Gesundheitsunternehmen stehen bei technischen Ingenieuren eher nicht im Fokus. Herr Haag, was haben Sie studiert und wie sind Sie auf Roche aufmerksam geworden?

Ich habe Maschinenbau an der Universität Karlsruhe mit dem Schwerpunkt Produktionstechnik studiert. Daraufhin entschied ich mich noch für eine Promotion an der Universität in Stuttgart am Institut für industrielle Fertigung und Fabrikbetrieb sowie am Fraunhofer-Institut für Produktionstechnik und Automatisierung. Durch meine berufliche Spezifizierung war ich sehr stark in die Maschinenbau- und Automobilbranche involviert. Aus familiären Gründen suchte ich nach dem Abschluss meiner Promotion eine neue Herausforderung in der Rhein-Neckar-Region und bin dabei glücklicherweise auf Roche gestoßen – rein zufällig durch ein Onlinestellenportal.

Als was sind Sie eingestiegen? Und was waren Ihre Aufgaben?
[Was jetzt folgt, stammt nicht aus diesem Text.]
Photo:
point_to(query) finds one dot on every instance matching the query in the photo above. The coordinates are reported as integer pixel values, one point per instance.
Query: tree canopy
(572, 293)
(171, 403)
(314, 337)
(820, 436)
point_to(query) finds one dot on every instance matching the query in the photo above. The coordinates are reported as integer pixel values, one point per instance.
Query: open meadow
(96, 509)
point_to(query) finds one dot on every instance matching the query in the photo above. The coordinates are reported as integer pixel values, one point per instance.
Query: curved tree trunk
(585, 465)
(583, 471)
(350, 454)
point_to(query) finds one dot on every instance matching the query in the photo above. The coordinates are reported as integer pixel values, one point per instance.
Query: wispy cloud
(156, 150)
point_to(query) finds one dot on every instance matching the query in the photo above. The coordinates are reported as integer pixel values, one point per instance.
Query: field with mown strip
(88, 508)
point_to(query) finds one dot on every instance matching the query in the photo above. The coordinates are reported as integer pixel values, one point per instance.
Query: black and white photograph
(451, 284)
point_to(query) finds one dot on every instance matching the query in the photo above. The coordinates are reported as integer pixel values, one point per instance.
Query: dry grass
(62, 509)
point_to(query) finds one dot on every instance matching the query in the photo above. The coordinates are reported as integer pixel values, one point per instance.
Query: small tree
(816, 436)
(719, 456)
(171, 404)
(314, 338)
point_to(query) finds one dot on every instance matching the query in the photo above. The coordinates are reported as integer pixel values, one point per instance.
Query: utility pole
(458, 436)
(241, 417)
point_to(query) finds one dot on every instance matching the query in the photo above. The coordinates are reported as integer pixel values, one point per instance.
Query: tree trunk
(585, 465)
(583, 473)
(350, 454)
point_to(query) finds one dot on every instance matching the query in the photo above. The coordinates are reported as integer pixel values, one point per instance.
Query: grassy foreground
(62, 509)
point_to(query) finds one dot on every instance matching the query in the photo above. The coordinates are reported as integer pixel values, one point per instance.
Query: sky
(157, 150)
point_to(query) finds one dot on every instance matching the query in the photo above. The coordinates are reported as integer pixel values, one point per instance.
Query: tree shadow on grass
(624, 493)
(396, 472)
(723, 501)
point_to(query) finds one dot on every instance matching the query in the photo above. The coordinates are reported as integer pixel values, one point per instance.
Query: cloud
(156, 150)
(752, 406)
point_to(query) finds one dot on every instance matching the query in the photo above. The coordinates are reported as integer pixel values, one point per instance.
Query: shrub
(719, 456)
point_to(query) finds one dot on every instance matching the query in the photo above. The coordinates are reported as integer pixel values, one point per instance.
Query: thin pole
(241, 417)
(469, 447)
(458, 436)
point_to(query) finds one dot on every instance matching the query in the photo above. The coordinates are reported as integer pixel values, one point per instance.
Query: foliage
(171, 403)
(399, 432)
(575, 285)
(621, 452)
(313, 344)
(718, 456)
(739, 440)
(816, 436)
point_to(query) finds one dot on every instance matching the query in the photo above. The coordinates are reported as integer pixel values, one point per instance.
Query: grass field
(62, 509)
Ich bin als Projektinitiierungsmanager im Site Engineering eingestiegen. Dabei kümmerten wir uns in erster Linie um strategische Angelegenheiten, betrieben Stakeholder Management und förderten Konzeptarbeiten. Spannend daran fand ich, dass man ab den frühen Phasen eines Projekts dabei ist. Später wechselte ich die Abteilung und wurde Projekt Control Manager für Großprojekte. Darauf aufbauend hat sich die tolle Chance ergeben, als verantwortlicher Projektleiter ein Großprojekt zu übernehmen.

Was steckt hinter dem Begriff "Site Engineering"?

Das Site Engineering ist zuständig für alle großen Bau- und Anlagenprojekte. Das beinhaltet nicht nur den Bau von Gebäuden und Anlagen, sondern auch das Management der frühen Designphasen eines Projekts. Wir vom Site Engineering betreuen hierbei sowohl Maschinenprojekte als den Bau neuer Produktionsfabriken und Gebäuden. Das Site Engineering ist somit ein interner Dienstleister für den jeweiligen Standort.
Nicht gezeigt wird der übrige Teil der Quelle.